A lot of monkeys lived near a village. One day a merchant came to the village to buy these monkeys! He announced that he will buy the monkeys @ 100 each. The villagers thought that this man is mad. They thought how can somebody buy stray monkeys at 100 each? Still, some people caught a few monkeys and gave it to this merchant and he gave 100 for each of the monkey.

This news spread like wildfire and people began trapping monkeys and selling them to the merchant. After a few days, the merchant announced that he would buy them monkeys for 200 each. The lazy villagers ran around to catch the remaining monkeys; and sold them for 200 each.

Then the merchant announced that he will buy monkeys @ 500 each! The villagers start to lose sleep! ... They caught six or seven smaller monkeys which had escaped the cages. That was all that was left and got 500 each. Some of the villagers were getting anxious, waiting for the next announcement.

Then the merchant announced that he was going home for a week and that when he returned he would buy monkeys @ 1000 each if the villagers could find any. He then arranged some security measures so that his book keeper could take good care of the monkeys. The merchant then went home.
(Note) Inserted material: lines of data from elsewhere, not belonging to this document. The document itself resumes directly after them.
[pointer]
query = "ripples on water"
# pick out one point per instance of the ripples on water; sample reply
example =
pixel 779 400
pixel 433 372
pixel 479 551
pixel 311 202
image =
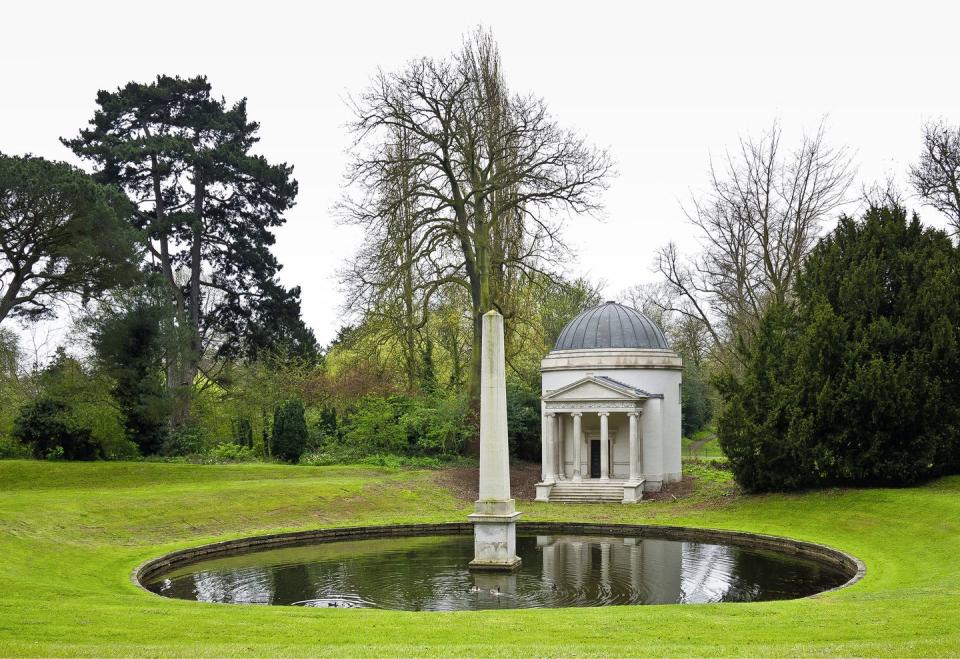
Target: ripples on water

The villagers were very sad as there were no more monkeys left to sell at 1000 each. Then the employee informed a couple of them that he may sell some monkeys @ 700 each secretly. This news spread like fire. The next day villagers made a queue near the monkey cages.

The employee very reluctantly sold the monkeys at 700 each. While the rich bought monkeys in big lots the poor borrowed from their neighbors and bought a few. The villagers took good care of their monkeys & waited for the merchant to return.
But nobody came! ...Then they ran to the employee ...
But he has already left too!

Then it dawned to the villagers that they had bought their own useless village monkeys for a net 200 each.


Isn't this how Wall Street worked!

mzrosie's photo
Mon 09/30/19 02:57 PM
Interesting story, jaish happy

jaish's photo
Mon 09/30/19 08:12 PM

thanks Rosie.

Bit of dark humor. Every time a politician says 'look at the stock market shooting up; never happened before my Presidency' - Trump and now Modi here; we ordinary folks are left wishing we had some of that stock.

And Rosie, you are a dear.flowerforyou

mzrosie's photo
Mon 09/30/19 08:15 PM
thank you jaish happy

motowndowntown's photo
Mon 09/30/19 08:56 PM
I once read about a Polynesian society that used very special huge stones carved into wheels as money. When someone "paid" someone else for something they would just roll one of the stones over to the persons house. Thing is the special stones could only be found on another island miles away by sea. So every now and then some of the men would take a canoe over to the island, dig up one of the special stones, carve it into a wheel, and bring it back to the home island. One day in rough seas the canoe tipped over and the wheel rock sunk to the bottom. Not wanting to lose such a valuable commodity, when someone wanted to pay for something they would just say, "the one in the sea. It's yours now". And thus the stock market was born.

mzrosie's photo
Mon 09/30/19 09:32 PM
rofl

Lou's photo
Mon 09/30/19 11:17 PM
I don't think I've posted this one before but mega apologies if I have - and also apologies for the swear word - but it's so typical outback Aussie it always gives me a giggle :)

Three Aussie blokes working up on an outback mobile phone tower:
Mongrel, Coot and Bluey.
As they start their descent, Coot slips, falls off the tower and is killed instantly.
As the ambulance takes the body away,
Bluey says, 'Well, bugger me, someone's gotta go and tell Coot's wife.
Mongrel says, 'OK, I'm pretty good at that sensitive stuff, I'll do it.'
Two hours later, he comes back carrying a case of Beer.
Bluey says, 'Where'd you get the grog, Mongrel?'
'Coot's wife gave it to me,' Mongrel replies.
'That's unbelievable, you told the Missus her husband was dead and she gave you a case of beer?'
'Well, not exactly', Mongrel says.
'When she answered the door, I said to her, "you must be Coot's widow."
She said, 'You must be mistaken. I'm not a widow.'
Then I said, 'I'll betcha a case of beer you are.'
Aussies are good at that sensitive stuff.